To avoid incompatibility issues, AISY framework recommends to use h5py version 2.10.0, as specified in requirements.txt file.

Creating Dataset object

After reading a .h5 file, AISY framework automatically generates an internal Dataset object. This object is manipulated by the classes and functions that uses dataset information.

As specified in this documentation, AISY framework automatically generates dataset labels from plaintext (or ciphertexts) and keys from .h5 metadata. However, the current version of the framework only supports labels generation for AES128-related datasets. In case the user wants to label the dataset with an alternative concept (e.g., by taking into consideration masks available to the user), it is possible to create a Dataset object and provided it to the main Aisy class before running the analysis. This way, the analysis is not restricted to AES cipher only.

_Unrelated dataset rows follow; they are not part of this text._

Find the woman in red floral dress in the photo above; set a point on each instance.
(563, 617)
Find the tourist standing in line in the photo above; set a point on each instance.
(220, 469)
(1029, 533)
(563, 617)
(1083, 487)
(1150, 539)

The following code provides an example to generate a Dataset object. Note that labels are created by the user and passed to the my_dataset object.

import aisy_sca
from app import *
from custom.custom_models.neural_networks import *
from aisy_sca.datasets.Dataset import Dataset
from tensorflow.keras.utils import to_categorical
import numpy as np

""" set profiling, validation and attack traces"""
x_profiling = np.random.rand(10000, 100)
x_attack = np.random.rand(1000, 100)
x_validation = np.random.rand(1000, 100)

""" set profiling, validation and attack labels"""
y_profiling = to_categorical(np.random.randint(0, 256, 10000), num_classes=256)
y_attack = to_categorical(np.random.randint(0, 256, 1000), num_classes=256)
y_validation = to_categorical(np.random.randint(0, 256, 1000), num_classes=256)

""" create list of key guesses for attack and validation sets """
labels_key_guess_validation_set = np.random.randint(0, 256, (256, 1000))
labels_key_guess_attack_set = np.random.randint(0, 256, (256, 1000))

""" create dataset object """
new_dataset = Dataset(x_profiling, y_profiling, x_attack, y_attack, x_validation, y_validation)

new_dataset_dict = {
    "filename": "new_dataset.h5",
    "key": "4DFBE0F27221FE10A78D4ADC8E490469",
    "first_sample": 0,
    "number_of_samples": 100,
    "number_of_profiling_traces": 10000,
    "number_of_attack_traces": 1000
}

aisy = aisy_sca.Aisy()
aisy.set_resources_root_folder(resources_root_folder)
aisy.set_database_root_folder(databases_root_folder)
aisy.set_datasets_root_folder(datasets_root_folder)
aisy.set_database_name("database_ascad_variable.sqlite")

""" User must set dataset object and value of good key for GE and SR """
aisy.set_classes(256)
aisy.set_good_key(224)
aisy.set_dataset(new_dataset_dict, dataset=new_dataset)
aisy.set_labels_key_guesses_attack_set(labels_key_guess_attack_set)
aisy.set_labels_key_guesses_validation_set(labels_key_guess_validation_set)

aisy.set_batch_size(400)
aisy.set_epochs(10)
aisy.add_neural_network(mlp)
aisy.run()

In the above example, labels (y_profiling, y_validation, y_attack) are generated before the method run() from main Aisy class is called.